Charge Sharing
In all circuits involving charge sharing, keep the following in mind:
- Kirchhoff’s voltage law.
- Conservation of charge in closed systems (such as isolated sections of wire)
- The charges on the plates of a capacitor are equal in magnitude and opposite in sign.
Charge will arrange itself in order to satisfy these conditions. A common misconception students have is that charge is distributed evenly among capacitors. We will show that this is not necessarily the case.
In the above diagram, capacitor 1 begins with a positive charge \(+q\) on its top plate and negative charge \(-q\) on its bottom plate. Capacitor 2 has no charge.
When the switch is closed, the charge in the circuit rearranges in order to satisfy the charge sharing conditions.
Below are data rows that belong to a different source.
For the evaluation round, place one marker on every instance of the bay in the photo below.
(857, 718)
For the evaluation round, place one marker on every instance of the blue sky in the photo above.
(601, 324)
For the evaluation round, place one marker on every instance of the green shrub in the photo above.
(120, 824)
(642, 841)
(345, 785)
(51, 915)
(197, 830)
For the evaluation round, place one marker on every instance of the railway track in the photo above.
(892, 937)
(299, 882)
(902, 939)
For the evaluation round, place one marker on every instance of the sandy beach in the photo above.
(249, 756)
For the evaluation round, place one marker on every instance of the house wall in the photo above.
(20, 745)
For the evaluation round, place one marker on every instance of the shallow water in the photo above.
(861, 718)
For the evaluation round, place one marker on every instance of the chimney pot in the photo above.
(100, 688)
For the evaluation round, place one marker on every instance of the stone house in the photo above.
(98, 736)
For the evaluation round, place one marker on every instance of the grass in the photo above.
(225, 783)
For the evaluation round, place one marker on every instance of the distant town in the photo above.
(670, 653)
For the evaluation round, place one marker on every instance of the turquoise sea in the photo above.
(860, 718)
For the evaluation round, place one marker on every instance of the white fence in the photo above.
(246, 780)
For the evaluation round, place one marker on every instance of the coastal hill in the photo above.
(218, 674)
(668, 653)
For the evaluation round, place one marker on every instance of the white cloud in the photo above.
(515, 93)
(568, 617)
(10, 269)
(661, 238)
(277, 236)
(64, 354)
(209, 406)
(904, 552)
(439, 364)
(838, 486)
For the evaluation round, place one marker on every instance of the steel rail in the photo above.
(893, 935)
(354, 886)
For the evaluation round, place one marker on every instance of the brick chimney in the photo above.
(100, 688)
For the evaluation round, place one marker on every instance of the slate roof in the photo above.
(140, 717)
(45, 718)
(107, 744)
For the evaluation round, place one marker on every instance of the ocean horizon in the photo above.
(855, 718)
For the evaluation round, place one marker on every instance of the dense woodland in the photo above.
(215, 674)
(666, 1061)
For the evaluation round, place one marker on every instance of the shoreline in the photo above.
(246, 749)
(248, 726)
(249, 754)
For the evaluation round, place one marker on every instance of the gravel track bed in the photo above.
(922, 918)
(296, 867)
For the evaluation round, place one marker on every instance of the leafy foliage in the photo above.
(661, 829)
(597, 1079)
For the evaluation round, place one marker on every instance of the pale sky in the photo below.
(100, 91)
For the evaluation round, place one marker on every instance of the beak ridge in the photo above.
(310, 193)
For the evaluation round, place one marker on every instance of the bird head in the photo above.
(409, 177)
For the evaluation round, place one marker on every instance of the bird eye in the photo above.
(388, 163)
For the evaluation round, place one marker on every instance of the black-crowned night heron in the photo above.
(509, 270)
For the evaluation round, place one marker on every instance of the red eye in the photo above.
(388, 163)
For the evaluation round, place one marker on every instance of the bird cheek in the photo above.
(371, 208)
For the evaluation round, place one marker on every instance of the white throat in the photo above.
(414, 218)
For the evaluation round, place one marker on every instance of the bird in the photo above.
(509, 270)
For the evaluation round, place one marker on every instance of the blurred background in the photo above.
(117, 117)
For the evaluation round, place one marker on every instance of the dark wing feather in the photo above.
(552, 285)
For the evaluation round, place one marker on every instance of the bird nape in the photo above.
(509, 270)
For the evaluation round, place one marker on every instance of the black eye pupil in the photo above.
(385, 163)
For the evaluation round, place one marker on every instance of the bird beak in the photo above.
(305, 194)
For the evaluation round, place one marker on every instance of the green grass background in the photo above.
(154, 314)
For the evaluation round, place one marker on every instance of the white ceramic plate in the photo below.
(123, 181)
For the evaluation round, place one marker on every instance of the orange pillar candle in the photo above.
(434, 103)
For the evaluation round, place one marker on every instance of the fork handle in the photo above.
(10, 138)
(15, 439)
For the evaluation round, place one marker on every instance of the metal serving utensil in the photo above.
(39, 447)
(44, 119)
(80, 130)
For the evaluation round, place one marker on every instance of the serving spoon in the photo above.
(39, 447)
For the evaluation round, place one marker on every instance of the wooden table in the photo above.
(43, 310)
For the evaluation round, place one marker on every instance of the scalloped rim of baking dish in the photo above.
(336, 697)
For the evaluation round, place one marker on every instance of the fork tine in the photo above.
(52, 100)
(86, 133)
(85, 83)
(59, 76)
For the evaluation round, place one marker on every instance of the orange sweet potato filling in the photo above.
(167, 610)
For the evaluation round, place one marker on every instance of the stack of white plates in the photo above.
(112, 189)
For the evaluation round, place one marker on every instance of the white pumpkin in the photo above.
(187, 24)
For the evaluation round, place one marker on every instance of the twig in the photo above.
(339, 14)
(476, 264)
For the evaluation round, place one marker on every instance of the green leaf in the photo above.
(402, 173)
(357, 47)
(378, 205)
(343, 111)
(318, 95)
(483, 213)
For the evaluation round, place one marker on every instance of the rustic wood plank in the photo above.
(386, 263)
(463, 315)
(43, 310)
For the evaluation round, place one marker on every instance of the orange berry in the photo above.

Observe that the section of wire in the top half of the circuit is completely isolated; this means that the total charge in the top half must remain \(+q\).
Let \(q_1\) and \(q_2\) be the charges on capacitor 1 and capacitor 2 respectively after the switch is closed. We label each top plate as positive and each bottom plate as negative (the labeling scheme won’t matter in the end as long as we are consistent). By conservation of charge, we know that \(q_1 + q_2 = q\).
By KVL, we know that voltages across the capacitors must be equal. Let the voltage be \(V\).
Here we use a neat algebraic trick: \(\frac{a}{b} = \frac{c}{d} = \frac{a+c}{b+d}\)
\[\begin{align*} V &= \frac{q_1}{C_1} = \frac{q_2}{C_2} \\ &= \frac{q_1 + q_2}{C_1 + C_2} \\ &= \frac{q}{C_1 + C_2} \end{align*}\]Now that we have \(V\), we can now solve for \(q_1\) and \(q_2\).
\[\begin{align*} q_1 &= C_1 V \\ &= C_1 \frac{q}{C_1 + C_2} \\ q_2 &= C_2 V \\ &= C_2 \frac{q}{C_1 + C_2} \end{align*}\]Notice that \(q_1\) and \(q_2\) are not necessarily the same. In fact, \(q_1 = q_2\) only if \(C_1 = C_2\) (assuming \(q \neq 0\)).